We purchased 16 White African Guinea hens for the farm in late July, primarily to act as pest control as they are known to voraciously predate on small vermin and insects including ticks. Aside from their primary function they should simply be good if not noisy company, and and are already integrating themselves well with the other fowl which are all kept in the backyard, as well as with Hwadu the farm cat, who is no longer a threat at their current size.
They arrived on the 21st in a cardboard box at a mere 3 days old. Before long one had died, he just flopped over suddenly, and then another, and after only a week or so with us 6 chicks had passed away, all in such quick succession, as we hastily tried to figure out why.
Each death felt tragic as it was hard to determine to what degree our naivete was to blame or if some loss was simply inevitable and natural. They are in fact notoriously difficult to keep alive at that early stage in life, but as well it seemed one primary cause was a condition common among young chicks called pasty butt.

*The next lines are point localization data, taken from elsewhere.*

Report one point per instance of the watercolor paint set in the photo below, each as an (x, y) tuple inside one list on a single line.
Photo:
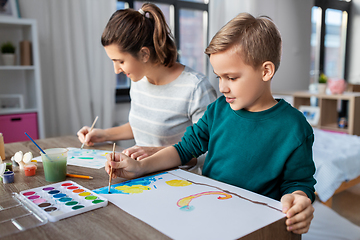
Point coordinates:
[(35, 207)]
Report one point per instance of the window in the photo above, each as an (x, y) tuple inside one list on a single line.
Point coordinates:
[(329, 39), (188, 21)]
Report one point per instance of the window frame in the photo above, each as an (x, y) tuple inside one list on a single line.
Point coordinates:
[(337, 5), (122, 95)]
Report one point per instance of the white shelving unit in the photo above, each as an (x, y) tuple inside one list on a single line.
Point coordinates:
[(24, 80)]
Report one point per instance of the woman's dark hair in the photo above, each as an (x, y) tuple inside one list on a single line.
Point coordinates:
[(131, 30)]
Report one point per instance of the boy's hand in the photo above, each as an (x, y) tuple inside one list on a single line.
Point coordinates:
[(139, 152), (123, 166), (299, 211)]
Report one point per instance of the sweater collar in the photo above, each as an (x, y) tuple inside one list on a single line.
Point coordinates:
[(268, 113)]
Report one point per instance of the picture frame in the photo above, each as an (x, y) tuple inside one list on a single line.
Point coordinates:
[(311, 113), (9, 9)]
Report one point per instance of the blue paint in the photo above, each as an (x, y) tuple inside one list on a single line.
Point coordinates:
[(145, 181), (59, 195)]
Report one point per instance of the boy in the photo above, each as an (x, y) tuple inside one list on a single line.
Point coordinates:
[(253, 141)]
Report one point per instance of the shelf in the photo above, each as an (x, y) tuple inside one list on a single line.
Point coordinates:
[(328, 104), (24, 80), (17, 68), (17, 111)]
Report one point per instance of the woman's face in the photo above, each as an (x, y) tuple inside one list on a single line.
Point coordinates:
[(124, 62)]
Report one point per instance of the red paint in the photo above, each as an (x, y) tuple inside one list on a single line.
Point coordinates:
[(30, 170)]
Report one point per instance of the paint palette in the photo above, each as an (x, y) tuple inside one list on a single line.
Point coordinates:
[(64, 199)]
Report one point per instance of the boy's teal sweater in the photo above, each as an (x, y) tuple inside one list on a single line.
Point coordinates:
[(268, 152)]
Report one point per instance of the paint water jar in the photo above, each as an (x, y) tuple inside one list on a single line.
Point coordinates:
[(8, 177), (54, 163)]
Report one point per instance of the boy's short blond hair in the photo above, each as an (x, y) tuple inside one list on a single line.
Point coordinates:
[(257, 40)]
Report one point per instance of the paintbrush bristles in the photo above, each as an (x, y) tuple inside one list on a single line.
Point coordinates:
[(91, 128), (113, 159)]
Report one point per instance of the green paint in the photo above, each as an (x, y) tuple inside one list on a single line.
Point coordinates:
[(77, 207), (91, 197), (72, 203)]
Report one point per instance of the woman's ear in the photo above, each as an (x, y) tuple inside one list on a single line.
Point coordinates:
[(144, 54), (268, 70)]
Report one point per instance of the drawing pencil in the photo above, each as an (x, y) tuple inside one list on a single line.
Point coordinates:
[(78, 176), (92, 126), (113, 159)]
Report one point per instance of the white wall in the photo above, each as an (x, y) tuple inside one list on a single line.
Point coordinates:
[(354, 47)]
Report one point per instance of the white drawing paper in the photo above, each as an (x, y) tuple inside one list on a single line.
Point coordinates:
[(183, 205)]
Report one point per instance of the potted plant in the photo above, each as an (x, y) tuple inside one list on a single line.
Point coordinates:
[(322, 83), (8, 53)]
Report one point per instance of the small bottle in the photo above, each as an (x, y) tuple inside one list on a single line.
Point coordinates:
[(2, 147)]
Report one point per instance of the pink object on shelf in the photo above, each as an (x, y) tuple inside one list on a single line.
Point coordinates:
[(337, 86), (13, 126)]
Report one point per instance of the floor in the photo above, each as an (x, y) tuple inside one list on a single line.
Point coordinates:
[(347, 204)]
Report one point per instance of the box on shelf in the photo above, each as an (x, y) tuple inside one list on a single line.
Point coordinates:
[(14, 126), (11, 101)]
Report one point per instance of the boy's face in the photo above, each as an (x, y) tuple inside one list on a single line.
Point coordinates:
[(124, 62), (241, 84)]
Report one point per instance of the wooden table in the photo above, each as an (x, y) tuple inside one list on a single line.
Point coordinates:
[(109, 222)]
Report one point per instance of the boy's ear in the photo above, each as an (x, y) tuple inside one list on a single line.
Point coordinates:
[(268, 70), (144, 54)]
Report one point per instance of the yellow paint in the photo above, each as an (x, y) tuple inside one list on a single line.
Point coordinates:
[(178, 183), (133, 188), (84, 194), (186, 200)]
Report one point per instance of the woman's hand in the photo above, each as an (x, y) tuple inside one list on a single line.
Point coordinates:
[(123, 166)]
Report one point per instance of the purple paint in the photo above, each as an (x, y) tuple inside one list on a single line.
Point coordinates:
[(33, 197), (8, 177), (28, 193), (39, 201), (53, 192), (48, 189)]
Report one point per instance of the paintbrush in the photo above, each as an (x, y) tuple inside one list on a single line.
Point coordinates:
[(113, 159), (92, 126)]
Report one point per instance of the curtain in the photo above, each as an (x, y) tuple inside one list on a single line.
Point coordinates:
[(78, 81)]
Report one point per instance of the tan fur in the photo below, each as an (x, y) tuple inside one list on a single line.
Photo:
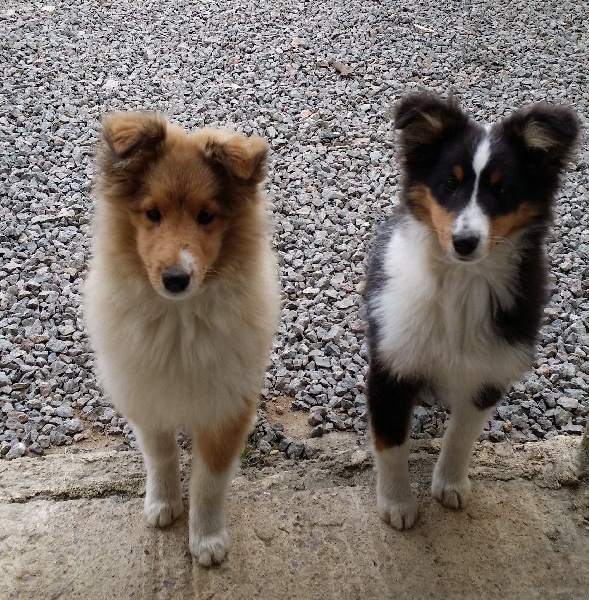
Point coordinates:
[(436, 217), (219, 447), (184, 359)]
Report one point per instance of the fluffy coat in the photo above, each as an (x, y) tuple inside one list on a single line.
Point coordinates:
[(181, 304)]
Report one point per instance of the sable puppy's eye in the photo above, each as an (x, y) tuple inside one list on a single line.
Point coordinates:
[(154, 215), (451, 184), (204, 218)]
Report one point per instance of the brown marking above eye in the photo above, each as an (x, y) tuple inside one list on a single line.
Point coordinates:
[(458, 172), (429, 211), (496, 177)]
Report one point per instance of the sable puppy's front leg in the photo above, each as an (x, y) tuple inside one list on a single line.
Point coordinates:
[(214, 460), (163, 493), (390, 401)]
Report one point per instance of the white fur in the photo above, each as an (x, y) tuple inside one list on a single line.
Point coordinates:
[(190, 363), (434, 315), (395, 501), (472, 221), (434, 321)]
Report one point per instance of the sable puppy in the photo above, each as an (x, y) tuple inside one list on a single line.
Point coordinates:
[(181, 305), (457, 281)]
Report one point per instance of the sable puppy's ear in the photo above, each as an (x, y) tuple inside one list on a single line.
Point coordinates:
[(242, 158), (130, 138), (546, 131), (425, 118)]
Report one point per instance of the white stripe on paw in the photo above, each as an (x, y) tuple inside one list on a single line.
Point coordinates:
[(401, 515), (161, 513), (209, 549), (451, 494)]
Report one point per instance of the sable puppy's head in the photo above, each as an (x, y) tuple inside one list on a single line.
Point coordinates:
[(476, 185), (182, 198)]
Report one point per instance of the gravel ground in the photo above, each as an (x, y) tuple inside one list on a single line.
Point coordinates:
[(317, 80)]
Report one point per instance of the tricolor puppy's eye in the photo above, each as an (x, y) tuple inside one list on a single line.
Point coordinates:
[(154, 215), (500, 191), (451, 184), (204, 218)]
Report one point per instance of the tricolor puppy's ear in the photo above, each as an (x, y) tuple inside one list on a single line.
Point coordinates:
[(547, 132), (242, 158), (425, 119), (130, 139)]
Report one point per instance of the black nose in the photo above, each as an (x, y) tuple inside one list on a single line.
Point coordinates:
[(465, 245), (175, 281)]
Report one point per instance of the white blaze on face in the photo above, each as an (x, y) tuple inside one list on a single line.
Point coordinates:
[(187, 262), (472, 221)]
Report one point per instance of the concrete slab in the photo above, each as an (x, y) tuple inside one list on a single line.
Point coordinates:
[(71, 526)]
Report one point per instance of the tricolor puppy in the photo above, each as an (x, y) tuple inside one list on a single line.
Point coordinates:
[(181, 304), (457, 281)]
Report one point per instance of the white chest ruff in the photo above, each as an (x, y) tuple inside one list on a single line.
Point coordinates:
[(434, 319), (185, 363)]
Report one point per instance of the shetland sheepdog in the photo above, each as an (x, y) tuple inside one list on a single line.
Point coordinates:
[(457, 281), (181, 305)]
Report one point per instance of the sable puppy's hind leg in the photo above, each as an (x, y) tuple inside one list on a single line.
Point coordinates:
[(390, 401)]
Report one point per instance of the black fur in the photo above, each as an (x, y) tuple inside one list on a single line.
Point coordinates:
[(529, 152)]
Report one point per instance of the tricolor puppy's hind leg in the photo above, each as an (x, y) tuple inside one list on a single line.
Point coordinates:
[(391, 402), (214, 459)]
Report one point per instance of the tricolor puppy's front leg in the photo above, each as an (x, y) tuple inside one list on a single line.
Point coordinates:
[(214, 459), (450, 483), (390, 402)]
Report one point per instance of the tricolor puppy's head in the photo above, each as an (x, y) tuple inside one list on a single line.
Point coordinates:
[(181, 196), (476, 185)]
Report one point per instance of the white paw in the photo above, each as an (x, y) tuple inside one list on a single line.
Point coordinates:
[(399, 514), (209, 549), (451, 494), (161, 513)]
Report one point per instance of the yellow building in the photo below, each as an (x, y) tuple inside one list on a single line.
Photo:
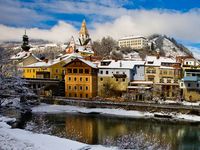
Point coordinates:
[(81, 79), (190, 85), (48, 69), (114, 76), (164, 73)]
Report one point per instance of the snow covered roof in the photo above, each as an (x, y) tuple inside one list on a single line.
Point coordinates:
[(154, 61), (120, 64), (191, 78), (89, 63), (64, 58), (85, 49), (132, 37), (21, 55), (141, 82)]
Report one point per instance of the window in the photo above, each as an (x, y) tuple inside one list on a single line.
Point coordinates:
[(87, 71), (86, 88), (69, 70), (80, 70), (74, 70)]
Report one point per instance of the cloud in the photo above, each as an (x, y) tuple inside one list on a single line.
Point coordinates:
[(182, 26), (195, 51), (146, 22), (14, 13), (59, 33)]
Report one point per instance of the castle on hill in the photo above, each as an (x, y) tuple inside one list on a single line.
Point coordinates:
[(81, 45)]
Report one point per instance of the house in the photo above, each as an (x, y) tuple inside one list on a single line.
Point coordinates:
[(135, 42), (81, 79), (48, 69), (190, 85), (114, 76), (165, 74)]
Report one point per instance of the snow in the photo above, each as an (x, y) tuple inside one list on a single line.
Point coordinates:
[(65, 58), (157, 62), (15, 102), (18, 139), (132, 37), (45, 108), (170, 49), (121, 64), (21, 55)]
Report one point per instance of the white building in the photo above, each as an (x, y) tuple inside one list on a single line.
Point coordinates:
[(135, 42), (130, 69)]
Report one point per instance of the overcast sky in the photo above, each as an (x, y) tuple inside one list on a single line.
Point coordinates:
[(58, 20)]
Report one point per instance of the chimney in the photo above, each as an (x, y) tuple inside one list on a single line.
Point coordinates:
[(46, 60), (157, 54), (120, 64)]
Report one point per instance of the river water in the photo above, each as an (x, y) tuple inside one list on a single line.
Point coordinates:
[(115, 131)]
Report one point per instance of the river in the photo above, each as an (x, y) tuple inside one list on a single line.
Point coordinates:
[(115, 131)]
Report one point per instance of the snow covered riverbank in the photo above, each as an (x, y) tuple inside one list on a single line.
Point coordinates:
[(46, 108), (18, 139)]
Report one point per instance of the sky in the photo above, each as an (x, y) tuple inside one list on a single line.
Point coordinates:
[(58, 20)]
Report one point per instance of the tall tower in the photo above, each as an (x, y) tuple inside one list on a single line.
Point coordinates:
[(83, 34), (25, 45)]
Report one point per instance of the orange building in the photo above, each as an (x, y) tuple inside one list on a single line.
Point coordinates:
[(81, 79)]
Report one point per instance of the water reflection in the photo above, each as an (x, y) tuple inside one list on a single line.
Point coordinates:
[(95, 129)]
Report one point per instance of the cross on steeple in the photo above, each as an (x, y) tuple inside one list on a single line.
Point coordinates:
[(25, 45)]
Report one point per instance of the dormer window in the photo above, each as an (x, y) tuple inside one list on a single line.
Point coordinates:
[(150, 62)]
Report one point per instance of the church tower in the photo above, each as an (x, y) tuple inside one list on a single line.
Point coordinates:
[(83, 34), (25, 45)]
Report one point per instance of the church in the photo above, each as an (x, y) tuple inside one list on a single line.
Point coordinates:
[(81, 45)]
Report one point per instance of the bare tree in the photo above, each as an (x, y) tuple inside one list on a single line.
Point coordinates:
[(105, 46)]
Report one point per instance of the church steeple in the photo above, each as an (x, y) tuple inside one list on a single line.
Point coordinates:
[(25, 45), (83, 34)]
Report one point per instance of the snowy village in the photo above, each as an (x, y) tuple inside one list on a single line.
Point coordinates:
[(136, 91)]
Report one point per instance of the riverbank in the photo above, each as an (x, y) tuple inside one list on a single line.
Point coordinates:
[(46, 108), (149, 106), (19, 139)]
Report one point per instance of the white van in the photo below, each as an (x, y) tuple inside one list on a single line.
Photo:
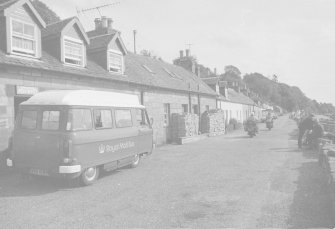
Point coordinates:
[(77, 133)]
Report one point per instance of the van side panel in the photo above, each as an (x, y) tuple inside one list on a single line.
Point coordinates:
[(98, 147), (37, 148)]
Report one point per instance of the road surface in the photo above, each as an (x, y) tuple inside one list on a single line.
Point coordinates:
[(225, 181)]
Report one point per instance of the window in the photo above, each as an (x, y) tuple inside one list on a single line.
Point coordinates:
[(79, 119), (50, 120), (141, 117), (29, 120), (195, 109), (166, 114), (185, 108), (123, 118), (73, 52), (115, 62), (23, 38), (103, 119)]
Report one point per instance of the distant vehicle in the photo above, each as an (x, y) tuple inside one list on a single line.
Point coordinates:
[(251, 128), (76, 134), (269, 124)]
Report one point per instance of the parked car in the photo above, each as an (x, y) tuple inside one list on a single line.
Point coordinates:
[(76, 134)]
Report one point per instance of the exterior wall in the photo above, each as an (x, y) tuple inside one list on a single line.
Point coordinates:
[(3, 34), (207, 101), (21, 14), (232, 110), (6, 114), (154, 102)]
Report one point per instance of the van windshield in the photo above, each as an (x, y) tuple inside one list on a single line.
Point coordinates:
[(79, 119)]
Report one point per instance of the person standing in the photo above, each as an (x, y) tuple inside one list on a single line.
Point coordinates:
[(304, 125)]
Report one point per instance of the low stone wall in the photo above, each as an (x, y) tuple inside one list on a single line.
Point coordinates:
[(327, 162)]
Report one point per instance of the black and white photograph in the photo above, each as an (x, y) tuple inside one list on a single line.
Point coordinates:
[(167, 114)]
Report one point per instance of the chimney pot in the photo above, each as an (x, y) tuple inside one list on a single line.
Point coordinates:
[(97, 23), (109, 25), (181, 52)]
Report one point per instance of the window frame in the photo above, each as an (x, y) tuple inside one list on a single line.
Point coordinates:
[(78, 108), (23, 52), (115, 52), (131, 117), (77, 42), (112, 119), (36, 120)]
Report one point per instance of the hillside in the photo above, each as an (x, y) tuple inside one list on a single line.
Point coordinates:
[(288, 97)]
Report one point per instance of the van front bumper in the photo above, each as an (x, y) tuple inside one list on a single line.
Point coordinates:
[(68, 169)]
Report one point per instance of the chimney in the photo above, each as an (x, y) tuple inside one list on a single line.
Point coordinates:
[(187, 53), (97, 23), (181, 52), (104, 22), (109, 25)]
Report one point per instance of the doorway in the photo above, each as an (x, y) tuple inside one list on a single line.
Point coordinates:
[(18, 99)]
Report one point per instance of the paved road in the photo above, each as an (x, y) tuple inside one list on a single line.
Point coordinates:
[(226, 181)]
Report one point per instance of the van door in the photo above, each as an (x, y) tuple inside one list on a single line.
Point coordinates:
[(38, 146), (25, 137), (49, 139), (145, 137)]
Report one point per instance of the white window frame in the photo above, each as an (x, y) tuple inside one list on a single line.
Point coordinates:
[(17, 51), (78, 42), (109, 63)]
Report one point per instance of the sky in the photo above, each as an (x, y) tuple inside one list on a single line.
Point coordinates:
[(293, 39)]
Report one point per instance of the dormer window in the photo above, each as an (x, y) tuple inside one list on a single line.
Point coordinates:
[(115, 61), (24, 38), (73, 52)]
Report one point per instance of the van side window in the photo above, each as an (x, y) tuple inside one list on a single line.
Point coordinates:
[(123, 118), (103, 119), (79, 119), (29, 120), (141, 118), (50, 120)]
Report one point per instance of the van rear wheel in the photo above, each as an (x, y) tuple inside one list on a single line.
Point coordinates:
[(136, 161), (89, 175)]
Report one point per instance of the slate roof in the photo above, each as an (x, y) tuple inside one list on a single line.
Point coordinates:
[(56, 28), (236, 97), (211, 80), (134, 73), (6, 3)]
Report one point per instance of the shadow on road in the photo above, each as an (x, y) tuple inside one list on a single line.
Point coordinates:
[(13, 184), (311, 207)]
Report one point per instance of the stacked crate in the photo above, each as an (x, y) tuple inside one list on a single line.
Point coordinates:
[(213, 122), (184, 125)]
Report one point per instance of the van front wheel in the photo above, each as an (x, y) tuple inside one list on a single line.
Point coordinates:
[(136, 161), (89, 175)]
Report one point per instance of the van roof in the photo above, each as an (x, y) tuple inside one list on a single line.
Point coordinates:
[(84, 98)]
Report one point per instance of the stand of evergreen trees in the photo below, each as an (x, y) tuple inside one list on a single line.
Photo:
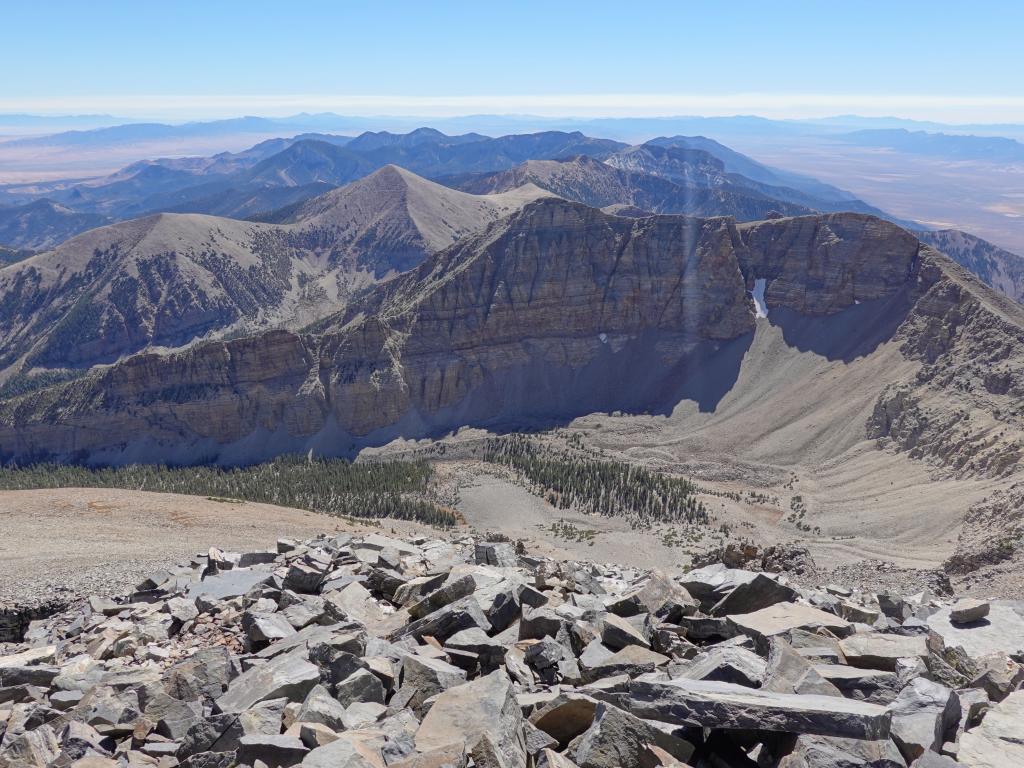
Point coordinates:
[(334, 486), (595, 486)]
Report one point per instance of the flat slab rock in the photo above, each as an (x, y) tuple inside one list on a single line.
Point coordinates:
[(999, 632), (781, 617), (998, 741), (714, 705)]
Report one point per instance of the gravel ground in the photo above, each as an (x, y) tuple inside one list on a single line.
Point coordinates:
[(74, 542)]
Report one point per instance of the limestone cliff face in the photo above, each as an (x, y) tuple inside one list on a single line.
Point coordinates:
[(557, 310), (821, 264)]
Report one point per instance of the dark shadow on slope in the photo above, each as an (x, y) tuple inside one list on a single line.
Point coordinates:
[(650, 375), (854, 332)]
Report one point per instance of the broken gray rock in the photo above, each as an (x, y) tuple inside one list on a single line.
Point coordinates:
[(361, 685), (617, 738), (728, 666), (879, 651), (424, 677), (758, 593), (923, 715), (968, 610), (289, 676), (467, 712), (713, 705)]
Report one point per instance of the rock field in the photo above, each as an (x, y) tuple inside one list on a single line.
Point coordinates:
[(368, 651)]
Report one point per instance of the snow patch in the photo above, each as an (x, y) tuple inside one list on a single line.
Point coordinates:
[(760, 308)]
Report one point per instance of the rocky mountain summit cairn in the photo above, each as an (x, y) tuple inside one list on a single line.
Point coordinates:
[(371, 652)]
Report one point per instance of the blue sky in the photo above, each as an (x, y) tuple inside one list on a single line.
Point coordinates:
[(943, 60)]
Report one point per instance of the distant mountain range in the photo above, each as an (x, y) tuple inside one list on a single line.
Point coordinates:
[(949, 146), (278, 173), (168, 279)]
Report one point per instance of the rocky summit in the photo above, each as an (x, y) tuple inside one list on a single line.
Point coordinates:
[(372, 651)]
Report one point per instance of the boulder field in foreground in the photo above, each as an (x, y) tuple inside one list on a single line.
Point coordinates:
[(373, 652)]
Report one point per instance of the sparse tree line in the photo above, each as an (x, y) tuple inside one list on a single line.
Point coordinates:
[(370, 489), (597, 486)]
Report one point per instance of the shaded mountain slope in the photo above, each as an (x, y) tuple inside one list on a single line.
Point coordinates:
[(561, 310)]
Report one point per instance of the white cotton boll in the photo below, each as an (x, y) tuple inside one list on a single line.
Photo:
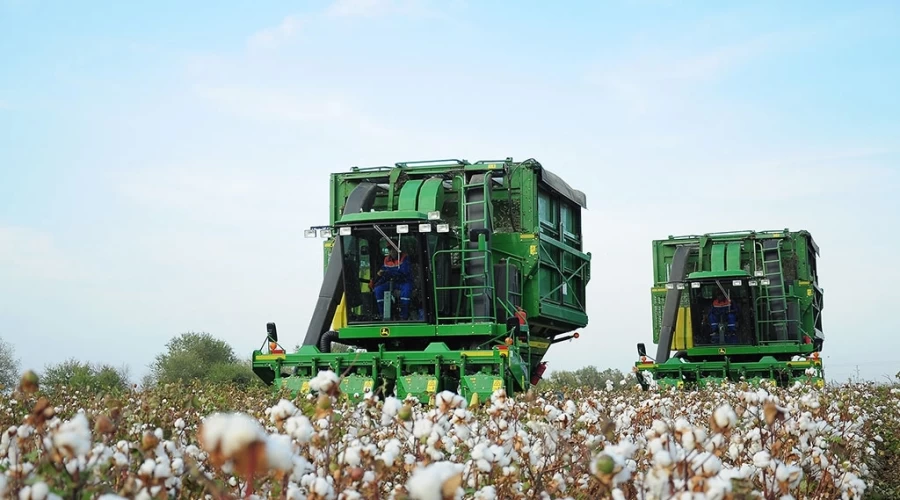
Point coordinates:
[(233, 432), (725, 416), (688, 441), (422, 428), (660, 428), (486, 493), (300, 428), (147, 468), (662, 458), (322, 488), (682, 425), (279, 453), (762, 459), (74, 435), (426, 482), (162, 471)]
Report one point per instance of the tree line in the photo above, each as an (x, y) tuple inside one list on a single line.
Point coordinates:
[(194, 356), (188, 357)]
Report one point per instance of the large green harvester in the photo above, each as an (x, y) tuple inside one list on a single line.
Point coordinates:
[(441, 275), (735, 306)]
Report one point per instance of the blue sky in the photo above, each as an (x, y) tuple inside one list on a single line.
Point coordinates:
[(158, 163)]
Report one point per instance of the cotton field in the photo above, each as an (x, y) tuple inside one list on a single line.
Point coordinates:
[(734, 442)]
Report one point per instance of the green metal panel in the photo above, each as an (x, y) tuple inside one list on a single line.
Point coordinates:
[(374, 217), (717, 258), (738, 255), (409, 196), (431, 195), (733, 256), (553, 271)]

Initially Sanha had asked me to care for them and to be a good parent, but before long it was her cleaning their crusty butts with a Q-tip and warm water, as well as burying the deceased chicks in a garden plot.
After moving them to a larger ventilated hay lined crate with a mesh lid (that Osaek and Jeongdo put together) they seemed to be doing much better, we would take them outside and they could perch on the lid and explore a little. Sanha was still trying to keep the runt (by a large degree) alive and through diligent effort succeeded, and soon it became clear that all 10 remaining Guinea hens were strong enough to survive on their own accord.
So I began work on a final home for them, made out of material from an old wood shed I'd just disassembled. The ducks didn't like the home myself and Osaek had built for them, so for the hens I made their coop bigger and brighter and airier and they appear to really like it. Seems the ducks do too, as one day after eyeing it for a good week they just marched right in. The chickens end up in there too some days, but the Guinea hens don't mind so much these interlopers, moreso they are afraid of us humans.
At any rate it's important they like the coop because they are actually only semi-domesticated and are otherwise perfectly happy living up in the trees in the woods. When I saw them last they were only beginning to venture out, just going around the perimeter of the coop yet still getting lost, but they're still young.